Harvard Law School
Benjamin Eidelson is an Assistant Professor of Law at Harvard Law School. His writing focuses on the interplay of moral principles and legal rules, with a particular focus on contending conceptions of equality and respect. He works primarily in constitutional law, antidiscrimination law, and legal theory.
Eidelson’s most recent project examines the idea of “treating people as individuals” in equal protection doctrine. His first book, Discrimination and Disrespect, based on his doctoral dissertation in philosophy, develops an account of wrongful discrimination rooted in the moral demands of respect for persons. He has also written on the legality of age discrimination in allocating organs for transplant, the parallels between claims of religious freedom and sexual autonomy, and the complex relationship between the Senate filibuster and the principle of majority rule.

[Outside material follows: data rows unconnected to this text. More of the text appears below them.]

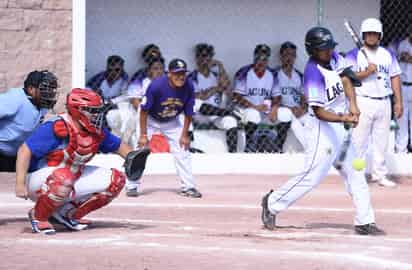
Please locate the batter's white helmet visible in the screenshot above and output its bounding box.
[361,18,383,39]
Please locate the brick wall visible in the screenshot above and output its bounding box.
[0,0,72,110]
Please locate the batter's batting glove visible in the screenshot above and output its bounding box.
[123,147,150,181]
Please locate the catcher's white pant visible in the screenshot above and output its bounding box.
[126,116,195,189]
[236,107,264,124]
[26,166,116,203]
[352,96,391,180]
[396,85,412,153]
[193,114,237,130]
[268,116,375,225]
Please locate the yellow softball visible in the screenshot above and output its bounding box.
[352,158,366,171]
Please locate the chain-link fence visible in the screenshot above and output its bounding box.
[86,0,412,153]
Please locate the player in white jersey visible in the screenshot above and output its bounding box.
[272,41,306,150]
[233,44,280,150]
[262,27,384,235]
[396,25,412,153]
[189,43,238,153]
[346,18,402,186]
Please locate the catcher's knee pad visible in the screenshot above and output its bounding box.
[73,169,126,219]
[222,116,237,130]
[34,168,76,221]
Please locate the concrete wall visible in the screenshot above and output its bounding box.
[86,0,379,78]
[0,0,72,112]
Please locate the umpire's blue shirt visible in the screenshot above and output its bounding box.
[0,88,47,156]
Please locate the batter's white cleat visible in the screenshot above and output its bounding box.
[261,190,276,231]
[377,177,396,187]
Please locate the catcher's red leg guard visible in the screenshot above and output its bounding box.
[72,169,126,220]
[34,168,76,221]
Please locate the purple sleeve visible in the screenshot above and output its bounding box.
[388,47,402,77]
[184,82,195,116]
[140,83,155,112]
[345,48,359,72]
[270,71,281,97]
[26,121,62,159]
[99,128,121,153]
[303,62,325,107]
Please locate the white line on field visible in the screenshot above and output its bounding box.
[4,236,412,270]
[0,201,412,214]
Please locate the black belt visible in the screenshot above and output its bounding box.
[358,95,389,100]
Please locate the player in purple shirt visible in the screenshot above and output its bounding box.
[127,59,202,198]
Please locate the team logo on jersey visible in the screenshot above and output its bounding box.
[141,96,147,105]
[326,82,343,101]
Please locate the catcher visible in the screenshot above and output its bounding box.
[16,88,150,234]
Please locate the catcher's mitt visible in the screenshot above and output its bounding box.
[123,147,150,181]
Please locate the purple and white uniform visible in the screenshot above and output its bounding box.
[346,47,401,181]
[127,75,195,190]
[268,53,375,225]
[234,65,280,124]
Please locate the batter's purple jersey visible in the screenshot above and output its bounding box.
[141,75,195,122]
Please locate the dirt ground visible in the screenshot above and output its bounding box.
[0,174,412,270]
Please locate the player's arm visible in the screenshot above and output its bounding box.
[341,76,360,120]
[355,63,377,80]
[16,143,31,199]
[212,60,230,91]
[391,75,403,118]
[399,52,412,64]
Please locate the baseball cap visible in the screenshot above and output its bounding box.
[168,58,187,73]
[280,41,296,51]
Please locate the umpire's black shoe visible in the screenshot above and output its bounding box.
[262,190,276,231]
[126,188,139,197]
[355,223,386,235]
[179,188,202,198]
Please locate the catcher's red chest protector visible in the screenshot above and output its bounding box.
[47,114,104,177]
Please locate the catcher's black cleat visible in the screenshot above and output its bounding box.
[179,188,202,198]
[262,190,276,231]
[355,223,386,235]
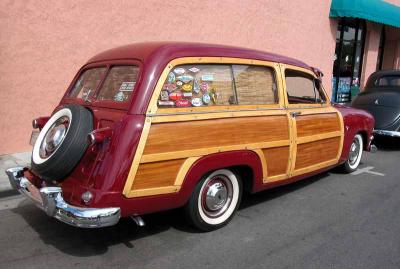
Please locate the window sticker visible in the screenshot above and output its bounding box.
[119,81,136,92]
[176,75,193,83]
[114,91,126,102]
[175,99,191,107]
[189,66,200,73]
[158,64,236,108]
[168,72,176,83]
[174,67,186,75]
[192,97,203,106]
[160,91,169,101]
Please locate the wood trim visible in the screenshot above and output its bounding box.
[333,108,344,162]
[297,131,342,144]
[287,112,297,177]
[155,104,283,115]
[253,149,268,180]
[149,108,287,123]
[147,57,284,115]
[141,140,290,163]
[292,159,337,176]
[123,117,151,197]
[125,186,181,198]
[174,157,200,186]
[263,174,289,183]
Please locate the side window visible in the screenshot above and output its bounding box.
[285,70,326,104]
[375,76,400,86]
[158,64,236,107]
[97,65,139,102]
[158,64,277,107]
[68,67,107,99]
[232,65,278,105]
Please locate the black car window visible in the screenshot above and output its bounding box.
[375,76,400,87]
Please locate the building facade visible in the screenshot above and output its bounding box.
[0,0,400,155]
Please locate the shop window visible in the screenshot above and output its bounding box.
[332,18,365,103]
[285,70,326,104]
[68,67,107,99]
[158,64,277,107]
[375,76,400,87]
[97,66,139,102]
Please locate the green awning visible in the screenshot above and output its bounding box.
[329,0,400,27]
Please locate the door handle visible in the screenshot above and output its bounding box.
[290,111,301,118]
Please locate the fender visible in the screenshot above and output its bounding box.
[334,104,375,163]
[179,150,263,200]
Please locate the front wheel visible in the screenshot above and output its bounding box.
[185,169,242,231]
[342,134,364,173]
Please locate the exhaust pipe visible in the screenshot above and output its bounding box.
[131,216,146,227]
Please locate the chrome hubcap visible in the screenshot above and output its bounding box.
[39,116,69,158]
[201,175,233,218]
[349,139,361,165]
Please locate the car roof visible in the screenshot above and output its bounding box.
[88,42,312,70]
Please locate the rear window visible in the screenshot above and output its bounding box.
[158,64,278,107]
[68,65,139,102]
[68,67,107,99]
[375,76,400,87]
[285,69,326,104]
[97,65,139,102]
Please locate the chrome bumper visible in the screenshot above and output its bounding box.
[6,167,121,228]
[373,130,400,137]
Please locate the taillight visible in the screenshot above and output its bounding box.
[88,127,113,145]
[32,117,50,129]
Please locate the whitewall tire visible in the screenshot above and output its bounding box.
[185,169,242,231]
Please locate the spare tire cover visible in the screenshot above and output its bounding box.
[31,104,93,181]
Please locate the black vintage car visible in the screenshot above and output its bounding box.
[351,70,400,137]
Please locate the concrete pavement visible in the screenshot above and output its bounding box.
[0,138,400,269]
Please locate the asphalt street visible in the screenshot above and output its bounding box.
[0,139,400,269]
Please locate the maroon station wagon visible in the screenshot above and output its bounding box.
[7,43,374,231]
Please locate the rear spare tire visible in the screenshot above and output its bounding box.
[31,104,93,181]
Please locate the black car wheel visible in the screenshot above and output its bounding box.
[342,134,364,173]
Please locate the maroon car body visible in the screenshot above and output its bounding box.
[6,43,374,226]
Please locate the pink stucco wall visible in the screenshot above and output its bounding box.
[383,26,400,69]
[0,0,337,154]
[361,22,382,88]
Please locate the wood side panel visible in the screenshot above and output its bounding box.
[262,146,289,177]
[132,159,185,190]
[296,113,340,137]
[143,115,289,155]
[295,137,340,170]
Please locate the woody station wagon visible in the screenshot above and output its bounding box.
[7,43,374,231]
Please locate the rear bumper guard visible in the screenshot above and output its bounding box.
[6,167,121,228]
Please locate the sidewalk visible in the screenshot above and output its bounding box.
[0,151,31,192]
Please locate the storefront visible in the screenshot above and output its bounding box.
[330,0,400,103]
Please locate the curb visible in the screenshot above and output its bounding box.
[0,151,31,193]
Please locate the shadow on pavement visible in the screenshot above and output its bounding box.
[374,136,400,152]
[12,173,329,257]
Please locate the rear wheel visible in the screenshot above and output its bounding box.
[342,134,364,173]
[185,169,242,231]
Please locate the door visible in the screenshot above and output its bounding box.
[281,65,343,177]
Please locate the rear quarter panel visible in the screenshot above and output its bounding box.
[334,104,375,162]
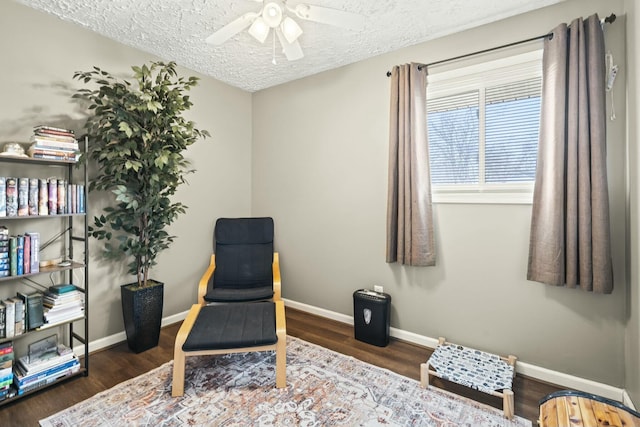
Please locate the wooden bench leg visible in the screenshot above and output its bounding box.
[171,304,201,397]
[502,390,515,420]
[420,363,431,388]
[276,301,287,388]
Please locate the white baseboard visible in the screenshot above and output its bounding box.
[283,298,635,410]
[82,298,635,410]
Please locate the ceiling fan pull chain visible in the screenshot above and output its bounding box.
[271,30,277,65]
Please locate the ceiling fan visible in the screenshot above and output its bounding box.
[206,0,364,64]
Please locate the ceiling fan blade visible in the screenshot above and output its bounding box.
[276,28,304,61]
[205,12,259,44]
[289,4,364,30]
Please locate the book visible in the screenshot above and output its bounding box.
[76,184,85,213]
[5,177,18,216]
[18,178,29,216]
[28,178,39,216]
[11,297,25,336]
[0,301,7,338]
[14,362,80,395]
[27,146,80,162]
[27,232,40,273]
[49,283,78,294]
[16,345,78,382]
[9,236,18,276]
[0,176,7,217]
[12,236,24,276]
[38,179,49,215]
[68,184,78,213]
[57,179,67,214]
[13,355,80,388]
[47,178,58,215]
[2,299,16,338]
[33,125,75,136]
[22,234,31,274]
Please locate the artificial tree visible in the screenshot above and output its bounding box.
[73,62,209,350]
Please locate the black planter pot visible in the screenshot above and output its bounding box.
[120,281,164,353]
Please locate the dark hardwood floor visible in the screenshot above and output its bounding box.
[0,308,558,427]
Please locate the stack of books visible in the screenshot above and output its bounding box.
[0,341,14,401]
[27,125,80,162]
[43,284,84,324]
[13,344,80,395]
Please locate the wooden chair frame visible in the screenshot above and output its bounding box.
[171,301,287,397]
[171,252,287,397]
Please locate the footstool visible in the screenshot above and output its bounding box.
[420,337,517,419]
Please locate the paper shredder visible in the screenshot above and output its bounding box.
[353,289,391,347]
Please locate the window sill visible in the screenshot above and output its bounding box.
[431,191,533,205]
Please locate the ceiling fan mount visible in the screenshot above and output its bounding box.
[206,0,364,63]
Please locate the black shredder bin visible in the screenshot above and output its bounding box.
[353,289,391,347]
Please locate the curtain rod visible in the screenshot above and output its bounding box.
[387,13,616,77]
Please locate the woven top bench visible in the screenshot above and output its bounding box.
[420,337,517,419]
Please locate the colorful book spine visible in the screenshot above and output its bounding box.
[38,179,49,215]
[18,178,29,216]
[27,232,40,273]
[22,234,31,274]
[47,178,58,215]
[16,236,24,276]
[0,176,7,217]
[3,299,16,338]
[9,236,18,276]
[57,179,67,214]
[29,178,39,215]
[5,177,18,216]
[11,297,26,335]
[0,301,7,339]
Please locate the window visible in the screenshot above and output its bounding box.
[427,51,542,203]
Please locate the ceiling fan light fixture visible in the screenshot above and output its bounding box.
[249,17,271,43]
[280,16,302,43]
[262,2,282,28]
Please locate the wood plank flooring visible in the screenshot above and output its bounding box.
[0,308,559,427]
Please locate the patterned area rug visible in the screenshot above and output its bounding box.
[40,337,531,427]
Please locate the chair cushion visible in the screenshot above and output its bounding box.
[209,218,273,292]
[204,284,273,302]
[213,217,274,245]
[182,301,278,351]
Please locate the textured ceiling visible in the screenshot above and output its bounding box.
[16,0,562,92]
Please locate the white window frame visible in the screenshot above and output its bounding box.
[427,49,542,204]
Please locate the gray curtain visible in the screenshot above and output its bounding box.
[387,64,436,266]
[527,15,613,293]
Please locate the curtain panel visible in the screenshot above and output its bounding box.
[386,64,436,266]
[527,15,613,293]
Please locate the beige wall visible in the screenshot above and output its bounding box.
[0,0,640,404]
[0,1,251,341]
[625,0,640,408]
[252,0,626,387]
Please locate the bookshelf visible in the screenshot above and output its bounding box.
[0,137,89,406]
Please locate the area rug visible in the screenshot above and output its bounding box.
[40,337,531,427]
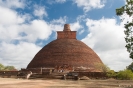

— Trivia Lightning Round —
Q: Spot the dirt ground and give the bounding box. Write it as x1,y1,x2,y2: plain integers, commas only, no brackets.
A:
0,78,133,88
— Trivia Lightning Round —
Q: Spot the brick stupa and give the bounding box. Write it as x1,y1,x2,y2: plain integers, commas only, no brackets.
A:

Professor Eidelson graduated summa cum laude from Yale College and received his D.Phil. and B.Phil. in Philosophy from Oxford University, where he studied as a Rhodes Scholar and was awarded the Gilbert Ryle Prize. He then earned his J.D. from Yale Law School, where he served as the Editor-in-Chief of the Yale Law Journal and as a Student Director of the Supreme Court Advocacy Clinic. After law school, he clerked for Chief Judge Merrick B. Garland of the U.S. Court of Appeals for the D.C. Circuit and for Justice Elena Kagan of the U.S. Supreme Court. Before coming to Harvard, he worked as a litigator at Jenner & Block LLP, where his matters included challenges to the rescission of the Deferred Action for Childhood Arrivals (DACA) program, the State Department’s interpretation of President Trump’s “travel ban,” and the ban on military service by transgender individuals.